Padahal..., kejadian seperti itu sungguh sangat ironis!  Betapa tidak..? 
Kematian itu sebenarnya ajang untuk kita bertemu dengan Dia/Beliau yang sangat kita kagumi, sangat kita hormati.  Bukankah kita sering mengumandangkan dengan lisan kita kata-kata Alhamdulillahirobbilalamin
Kita memujinya, baik secara sadar maupun tidak. Kita mengakuinya, baik secara sadar maupun tidak. Kitapun diberitahu oleh Dia, bahwa betapa dia Maha Pengasih, lagi Maha Penyayang.
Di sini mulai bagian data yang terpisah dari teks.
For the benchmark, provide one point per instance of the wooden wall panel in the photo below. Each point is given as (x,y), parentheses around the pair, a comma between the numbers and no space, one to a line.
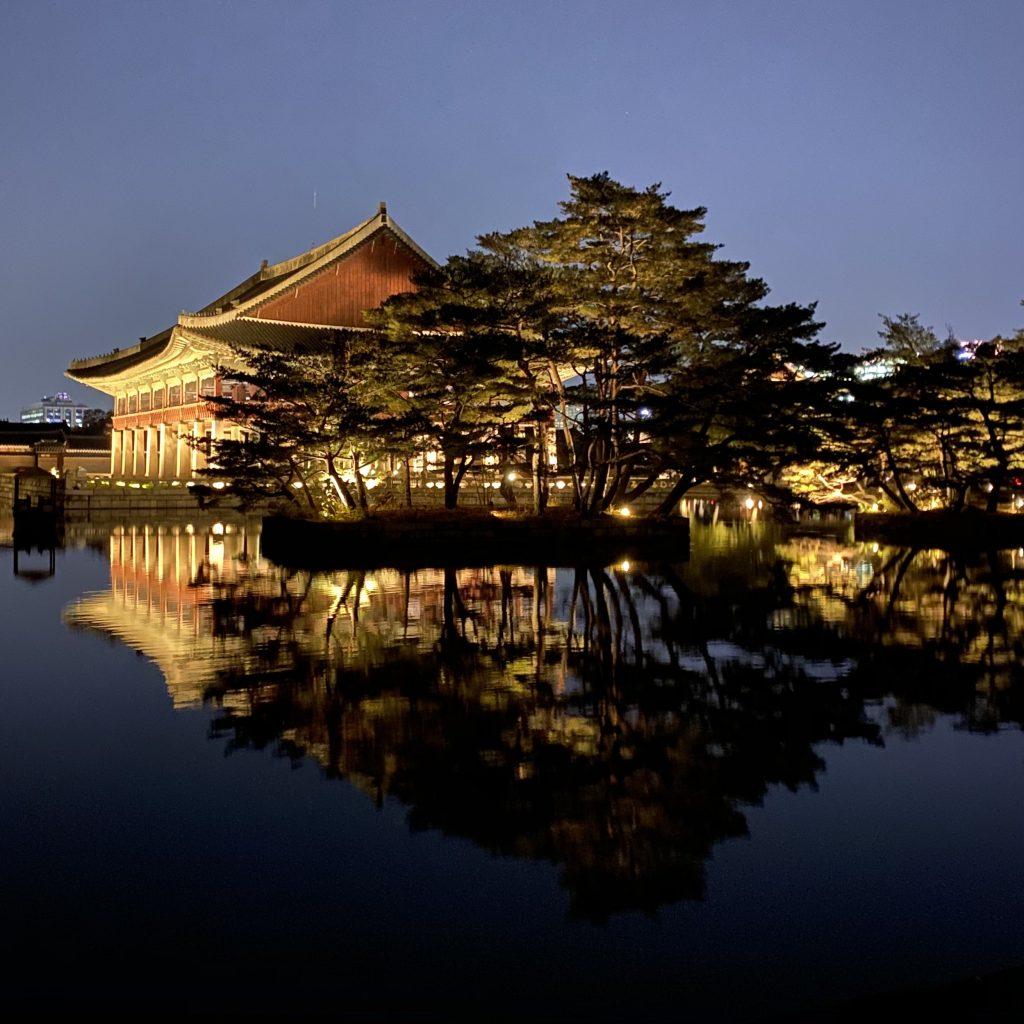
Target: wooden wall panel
(379,268)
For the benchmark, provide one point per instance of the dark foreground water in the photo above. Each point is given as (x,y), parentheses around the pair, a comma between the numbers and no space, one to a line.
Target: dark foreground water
(779,773)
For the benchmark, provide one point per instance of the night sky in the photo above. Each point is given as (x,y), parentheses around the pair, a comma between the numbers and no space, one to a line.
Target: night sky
(868,156)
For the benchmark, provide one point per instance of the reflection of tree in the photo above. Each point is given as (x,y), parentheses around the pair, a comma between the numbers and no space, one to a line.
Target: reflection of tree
(594,742)
(615,721)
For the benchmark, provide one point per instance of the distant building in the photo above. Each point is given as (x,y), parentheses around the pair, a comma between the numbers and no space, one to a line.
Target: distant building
(60,409)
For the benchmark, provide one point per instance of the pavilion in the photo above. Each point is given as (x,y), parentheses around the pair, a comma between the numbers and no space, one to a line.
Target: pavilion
(162,386)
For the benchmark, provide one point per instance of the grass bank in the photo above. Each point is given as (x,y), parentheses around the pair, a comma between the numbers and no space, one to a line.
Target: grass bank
(438,539)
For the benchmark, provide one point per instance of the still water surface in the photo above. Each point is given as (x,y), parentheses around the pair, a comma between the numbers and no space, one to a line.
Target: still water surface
(780,772)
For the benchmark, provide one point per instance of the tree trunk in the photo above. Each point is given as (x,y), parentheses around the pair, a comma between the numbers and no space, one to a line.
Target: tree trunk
(360,486)
(451,486)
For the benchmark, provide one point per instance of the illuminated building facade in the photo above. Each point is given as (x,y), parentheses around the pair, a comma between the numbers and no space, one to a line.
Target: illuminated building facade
(161,386)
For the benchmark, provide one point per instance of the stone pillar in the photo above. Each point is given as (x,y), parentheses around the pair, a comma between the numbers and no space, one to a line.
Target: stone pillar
(180,453)
(151,453)
(161,473)
(198,462)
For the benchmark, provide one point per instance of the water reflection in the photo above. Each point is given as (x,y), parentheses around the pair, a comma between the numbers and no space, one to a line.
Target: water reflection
(615,721)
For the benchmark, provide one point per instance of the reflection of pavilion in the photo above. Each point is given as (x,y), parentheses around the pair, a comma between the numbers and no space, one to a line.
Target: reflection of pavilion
(172,585)
(613,722)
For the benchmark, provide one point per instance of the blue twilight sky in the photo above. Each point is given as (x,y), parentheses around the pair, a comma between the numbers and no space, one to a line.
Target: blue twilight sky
(869,156)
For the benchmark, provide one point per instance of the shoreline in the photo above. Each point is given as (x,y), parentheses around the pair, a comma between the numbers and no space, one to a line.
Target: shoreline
(457,539)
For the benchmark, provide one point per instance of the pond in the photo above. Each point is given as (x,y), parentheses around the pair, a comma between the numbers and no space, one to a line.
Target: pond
(778,772)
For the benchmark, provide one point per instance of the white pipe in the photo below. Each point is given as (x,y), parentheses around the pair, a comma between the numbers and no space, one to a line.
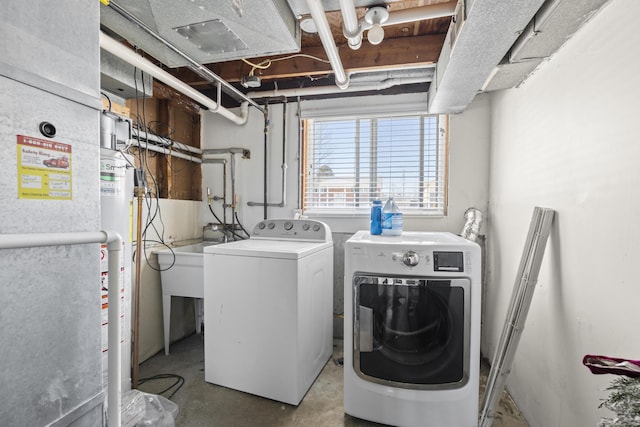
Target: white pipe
(350,26)
(324,90)
(415,14)
(114,246)
(330,48)
(166,151)
(141,136)
(128,55)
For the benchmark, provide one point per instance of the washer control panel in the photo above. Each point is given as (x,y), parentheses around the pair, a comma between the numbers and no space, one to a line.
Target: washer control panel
(298,229)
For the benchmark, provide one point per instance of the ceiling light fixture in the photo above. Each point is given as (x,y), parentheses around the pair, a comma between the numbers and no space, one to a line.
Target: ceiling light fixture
(376,16)
(250,81)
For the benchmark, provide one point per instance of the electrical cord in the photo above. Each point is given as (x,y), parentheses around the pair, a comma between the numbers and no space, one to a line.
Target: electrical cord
(226,226)
(241,226)
(108,99)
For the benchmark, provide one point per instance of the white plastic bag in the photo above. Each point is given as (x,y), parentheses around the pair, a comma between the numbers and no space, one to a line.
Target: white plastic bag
(144,409)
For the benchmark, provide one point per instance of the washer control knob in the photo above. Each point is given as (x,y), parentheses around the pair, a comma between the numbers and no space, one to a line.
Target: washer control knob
(410,259)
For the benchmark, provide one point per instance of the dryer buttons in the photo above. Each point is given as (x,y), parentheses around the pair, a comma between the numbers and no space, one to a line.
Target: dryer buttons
(410,259)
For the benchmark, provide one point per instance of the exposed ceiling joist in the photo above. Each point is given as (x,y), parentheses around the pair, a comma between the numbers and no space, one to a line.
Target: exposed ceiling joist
(394,54)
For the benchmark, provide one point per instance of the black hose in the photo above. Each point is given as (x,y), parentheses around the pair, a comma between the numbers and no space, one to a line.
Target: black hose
(266,133)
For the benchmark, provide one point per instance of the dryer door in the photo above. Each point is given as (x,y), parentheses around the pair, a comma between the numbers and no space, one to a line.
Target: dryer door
(412,332)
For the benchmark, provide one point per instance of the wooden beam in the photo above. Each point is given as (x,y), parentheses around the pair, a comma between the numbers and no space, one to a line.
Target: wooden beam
(392,53)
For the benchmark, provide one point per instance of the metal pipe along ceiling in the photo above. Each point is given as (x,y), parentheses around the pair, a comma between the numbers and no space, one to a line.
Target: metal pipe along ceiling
(128,55)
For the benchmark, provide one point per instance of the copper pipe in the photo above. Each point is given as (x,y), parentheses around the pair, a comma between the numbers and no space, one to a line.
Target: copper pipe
(140,192)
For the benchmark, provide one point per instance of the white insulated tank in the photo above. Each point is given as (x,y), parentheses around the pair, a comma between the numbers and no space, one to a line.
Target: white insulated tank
(116,196)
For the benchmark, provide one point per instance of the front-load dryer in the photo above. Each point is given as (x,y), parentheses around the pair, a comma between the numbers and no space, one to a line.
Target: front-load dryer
(412,329)
(269,309)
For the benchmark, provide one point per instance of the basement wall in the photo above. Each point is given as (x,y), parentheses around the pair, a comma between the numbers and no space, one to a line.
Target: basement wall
(568,139)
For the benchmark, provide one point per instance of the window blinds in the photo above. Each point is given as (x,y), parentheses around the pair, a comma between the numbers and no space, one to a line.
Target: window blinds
(350,162)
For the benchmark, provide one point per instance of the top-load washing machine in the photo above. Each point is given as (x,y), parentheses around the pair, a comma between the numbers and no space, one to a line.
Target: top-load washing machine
(412,329)
(269,309)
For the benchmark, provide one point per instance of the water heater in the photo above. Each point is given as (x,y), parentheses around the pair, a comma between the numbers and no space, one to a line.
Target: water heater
(116,195)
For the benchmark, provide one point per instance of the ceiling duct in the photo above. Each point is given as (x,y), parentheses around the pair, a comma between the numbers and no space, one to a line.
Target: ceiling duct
(474,47)
(207,31)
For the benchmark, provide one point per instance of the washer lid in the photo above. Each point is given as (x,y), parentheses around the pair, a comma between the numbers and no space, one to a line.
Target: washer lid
(258,248)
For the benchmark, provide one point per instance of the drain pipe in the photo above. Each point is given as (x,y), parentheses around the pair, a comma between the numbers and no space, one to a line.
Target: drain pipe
(114,246)
(353,29)
(330,48)
(118,49)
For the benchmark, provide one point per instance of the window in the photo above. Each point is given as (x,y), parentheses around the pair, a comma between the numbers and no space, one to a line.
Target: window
(350,162)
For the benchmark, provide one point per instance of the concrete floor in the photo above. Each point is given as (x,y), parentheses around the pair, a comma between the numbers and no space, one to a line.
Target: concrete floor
(203,404)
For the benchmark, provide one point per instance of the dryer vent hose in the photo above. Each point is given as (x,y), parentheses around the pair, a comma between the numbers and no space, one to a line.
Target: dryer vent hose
(472,225)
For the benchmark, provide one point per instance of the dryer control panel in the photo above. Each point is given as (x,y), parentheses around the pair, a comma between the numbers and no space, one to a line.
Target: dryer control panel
(294,229)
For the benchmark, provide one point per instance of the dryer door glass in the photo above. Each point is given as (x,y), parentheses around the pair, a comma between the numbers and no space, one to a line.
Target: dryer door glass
(412,332)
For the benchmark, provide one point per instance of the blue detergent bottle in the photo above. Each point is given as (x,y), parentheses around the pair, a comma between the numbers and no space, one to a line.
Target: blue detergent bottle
(391,219)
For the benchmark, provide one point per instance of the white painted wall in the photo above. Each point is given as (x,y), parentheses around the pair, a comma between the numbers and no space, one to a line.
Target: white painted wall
(179,224)
(468,167)
(568,140)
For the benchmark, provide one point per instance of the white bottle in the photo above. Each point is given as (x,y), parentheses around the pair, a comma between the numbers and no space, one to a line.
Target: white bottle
(391,219)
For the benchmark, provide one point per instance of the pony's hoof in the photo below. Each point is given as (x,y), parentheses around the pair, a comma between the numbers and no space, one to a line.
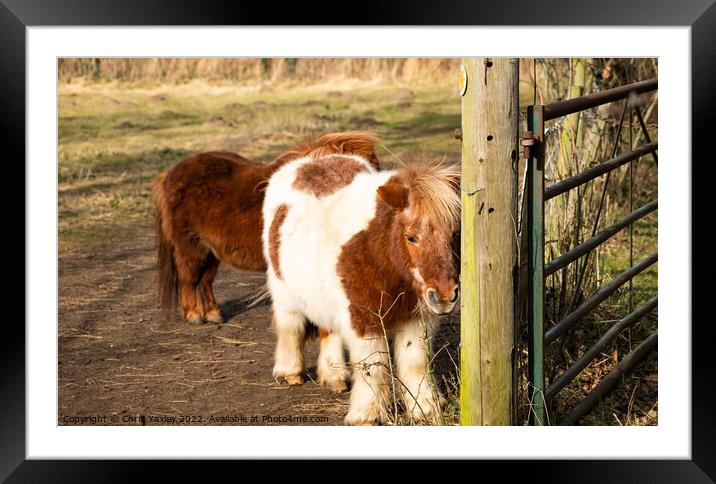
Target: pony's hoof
(214,317)
(294,379)
(364,417)
(195,319)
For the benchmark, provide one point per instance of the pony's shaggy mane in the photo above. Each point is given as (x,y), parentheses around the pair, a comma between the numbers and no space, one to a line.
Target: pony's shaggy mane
(351,142)
(434,193)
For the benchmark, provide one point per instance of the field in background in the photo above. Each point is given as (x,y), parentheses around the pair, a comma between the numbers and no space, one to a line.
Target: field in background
(122,121)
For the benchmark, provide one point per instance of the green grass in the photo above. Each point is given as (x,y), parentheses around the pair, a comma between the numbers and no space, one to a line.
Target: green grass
(113,138)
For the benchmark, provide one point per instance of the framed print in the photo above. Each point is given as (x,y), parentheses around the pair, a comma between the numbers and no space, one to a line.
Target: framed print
(247,241)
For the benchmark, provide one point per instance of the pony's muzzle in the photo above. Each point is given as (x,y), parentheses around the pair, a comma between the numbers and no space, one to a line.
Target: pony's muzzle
(441,305)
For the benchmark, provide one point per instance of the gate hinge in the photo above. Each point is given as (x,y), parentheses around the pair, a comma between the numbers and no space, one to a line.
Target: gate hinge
(527,141)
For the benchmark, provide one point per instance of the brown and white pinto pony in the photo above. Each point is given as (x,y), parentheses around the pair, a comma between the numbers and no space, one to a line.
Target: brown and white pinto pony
(364,255)
(208,211)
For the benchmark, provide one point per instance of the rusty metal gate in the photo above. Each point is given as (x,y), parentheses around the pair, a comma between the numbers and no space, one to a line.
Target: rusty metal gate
(537,194)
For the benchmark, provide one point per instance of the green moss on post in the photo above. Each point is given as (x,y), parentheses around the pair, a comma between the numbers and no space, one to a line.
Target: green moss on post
(490,113)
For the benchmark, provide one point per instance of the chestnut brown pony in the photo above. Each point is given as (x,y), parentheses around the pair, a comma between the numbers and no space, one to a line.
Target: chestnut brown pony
(208,210)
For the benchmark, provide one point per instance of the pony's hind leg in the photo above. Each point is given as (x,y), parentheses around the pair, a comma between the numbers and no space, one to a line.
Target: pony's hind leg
(209,270)
(291,335)
(332,370)
(369,394)
(189,261)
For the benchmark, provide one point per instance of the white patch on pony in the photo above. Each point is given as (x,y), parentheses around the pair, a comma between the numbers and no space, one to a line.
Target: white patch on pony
(312,236)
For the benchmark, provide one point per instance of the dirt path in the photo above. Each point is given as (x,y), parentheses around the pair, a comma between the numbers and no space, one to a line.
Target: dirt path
(121,362)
Bukankah kita sering melafalkan kata Arrohmanirrohiim
Kasih Ibu sepanjang jalan, kasih anak sepanjang penggalan (leher).
Pepatah itu sudah sering kita dengar sejak kita masih kecil.  Sadarkah kita bahwa, rasa kasih dan sayang yang dimiliki oleh seorang Ibu kepada anaknya yang sangat luarbiasa itu, hanyalah sepercik (cipratan) dari Sang Maha Pengasih dan Maha Penyayang? Betapa bisa rasa kasih yang menjadi tolok ukur ketulusan seorang manusia itu dibandingkan dengan sumber dari rasa Kasih dan Sayang yang dimiliki olehNya?
Alam semesta dan segala isinya yang begitu indah dan sempurnanya ini, juga adalah ciptaanNya.  Betapa bisa Dia sang Pencipta disandingkan dengan ciptaanNya? tentu saja Dia jauh lebih indah dan sempurna. Maha Indah dan Maha Sempurna Dia.
Bagaimana mungkin kita sebagai manusia yang begitu cintanya dengan segala sesuatu yang indah, tidak ingin berjumpa atau melihat keindahan yang begitu Sempurna?
Coba simak Al Quran Surat Al Lail (92), ayat 20-21 :
20. “Illabtighaa’a wajhi rabbihil a’la”,  
       (Kecuali yang mengharap wajah Rabb-nya yang Mahatinggi),
21. "wa la saufayardhoh"
        ((Dan) sungguh, akan meraih keridhaan). 

SEBAGAI ANALOGI, SESEORANG YANG SEDANG DIMABUK CINTA AKAN SENANTIASA MERINDUKAN PERJUMPAAN DENGAN YANG DICINTAINYA. TATKALA ADA JANJI BERTEMU, IA AKAN BERUSAHA UNTUK TIDAK TERLAMBAT. BEGITU PULA SAAT KITA MERINDUKAN ALLAH, KITA AKAN SELALU MENUNGGU BERJUMPA DENGAN-NYA DAN AKAN SELALU MENUNGGU PERJUMPAAN ITU.